Eric Donovan from the University of Calgary was one of the first scientists who probed Steve, a 25 to 30 kilometer (15 to 18 miles) wide arc that aligns east-west and can extend over hundreds of miles. He recognized that this wasn’t a proton arc for a number of reasons, including the fact that a proton aurora is hardly visible.
Donovan called some colleagues, and soon enough people like Elizabeth MacDonald, a space physicist at NASA Goddard Space Flight Center in Greenbelt, Maryland, sent ESA’s Swarm magnetic field mission through Steve. Swarm is a constellation of satellites tasked with studying Earth’s magnetic field. The instruments recorded accelerated and heated charged particles coming from the sun, which physicists found that they interact with a particular part of the Earth’s magnetic field in the ionosphere. So, rather than a proton arc, Macdonald and colleagues associate Steve with a so-called “subauroral ion drift,” they wrote in a new paper published in Science Advances on Wednesday. This occurs 60 degrees above the equator, where the global electric and magnetic fields align, making ions and electrons fly rapidly from east to west.
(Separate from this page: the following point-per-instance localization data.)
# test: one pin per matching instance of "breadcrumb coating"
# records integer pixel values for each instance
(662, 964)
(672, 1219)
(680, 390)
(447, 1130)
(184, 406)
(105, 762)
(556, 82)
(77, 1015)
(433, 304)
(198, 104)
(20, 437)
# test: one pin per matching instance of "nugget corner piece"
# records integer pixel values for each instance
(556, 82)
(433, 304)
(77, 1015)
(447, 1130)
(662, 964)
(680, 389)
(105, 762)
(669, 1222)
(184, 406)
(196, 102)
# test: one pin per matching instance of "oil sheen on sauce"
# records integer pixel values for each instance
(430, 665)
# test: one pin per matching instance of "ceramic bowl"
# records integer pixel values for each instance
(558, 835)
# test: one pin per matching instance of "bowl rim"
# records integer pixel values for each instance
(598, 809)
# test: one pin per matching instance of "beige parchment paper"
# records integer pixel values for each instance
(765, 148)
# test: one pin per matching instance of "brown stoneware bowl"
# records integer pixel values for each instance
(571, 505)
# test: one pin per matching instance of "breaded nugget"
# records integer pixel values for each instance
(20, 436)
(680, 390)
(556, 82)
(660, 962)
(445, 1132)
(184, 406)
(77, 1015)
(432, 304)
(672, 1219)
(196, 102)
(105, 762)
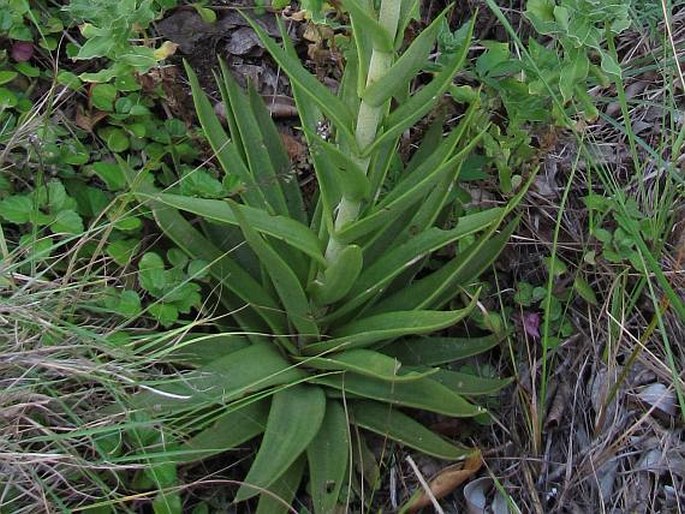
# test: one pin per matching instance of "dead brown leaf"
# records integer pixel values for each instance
(446, 481)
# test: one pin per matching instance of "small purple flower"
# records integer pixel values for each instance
(22, 51)
(531, 324)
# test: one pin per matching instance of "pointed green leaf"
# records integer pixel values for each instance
(328, 457)
(329, 104)
(288, 230)
(377, 276)
(469, 385)
(294, 420)
(254, 146)
(366, 363)
(424, 394)
(282, 276)
(382, 41)
(389, 325)
(391, 208)
(388, 422)
(189, 239)
(257, 367)
(339, 277)
(225, 150)
(278, 498)
(404, 70)
(421, 102)
(228, 431)
(279, 157)
(433, 351)
(351, 179)
(436, 289)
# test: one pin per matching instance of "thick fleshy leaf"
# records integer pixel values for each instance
(257, 367)
(396, 260)
(381, 327)
(389, 422)
(364, 362)
(380, 38)
(438, 288)
(254, 147)
(413, 176)
(282, 492)
(394, 205)
(329, 104)
(191, 241)
(433, 351)
(328, 457)
(404, 70)
(228, 431)
(339, 277)
(225, 150)
(469, 385)
(351, 179)
(279, 158)
(421, 102)
(424, 394)
(200, 349)
(282, 276)
(294, 420)
(285, 229)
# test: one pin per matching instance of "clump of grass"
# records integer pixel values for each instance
(59, 367)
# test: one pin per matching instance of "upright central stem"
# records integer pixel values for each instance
(368, 120)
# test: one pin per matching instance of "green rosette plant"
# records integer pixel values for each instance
(329, 308)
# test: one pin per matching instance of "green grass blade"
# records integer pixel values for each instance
(366, 331)
(328, 457)
(284, 279)
(294, 420)
(365, 23)
(226, 152)
(424, 394)
(228, 431)
(363, 362)
(285, 229)
(196, 349)
(330, 105)
(404, 70)
(279, 157)
(282, 492)
(388, 422)
(222, 268)
(433, 351)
These rather rare auroras last only an hour and must coincide with space weather, specifically an ejection of charged particles from the sun. And instead of red, green, or yellow auroras shaped in mesmerizing curtains, Steve forms a ribbon across the sky that looks purplish in color. Sometimes, as some lucky photographers found, Steve also features small green picket fence-like arcs.
Most recently, Steve has been sighted in Scotland, from near Oban in Argyll and Gairloch in Wester Ross. Other places where Steve has been spotted so far include the UK, Canada, Alaska, northern US states, and New Zealand.
To legitimize Steve in academia, the researchers also found a clever backronym for Steve: Strong Thermal Emission Velocity Enhancement. Originally, the people who first discovered the new aurora called it Steve in honor of the children’s movie Over the Hedge, in which a character arbitrarily conjures up the name Steve to describe an object he’s not sure about.
NASA is now calling on citizen scientists and photographers to help research Steve by reporting any sightings to the Aurorasaurus project. If you live in the right latitude, this might be your chance to make a huge contribution to science.
“Because this is a new way of observing a phenomenon linked to space, it provides a new way to study it,” Vassilis Angelopoulos, a space physicist at UCLA not involved in the study, told National Geographic. “Citizen scientists can also be involved in triangulating them and determining their altitudes.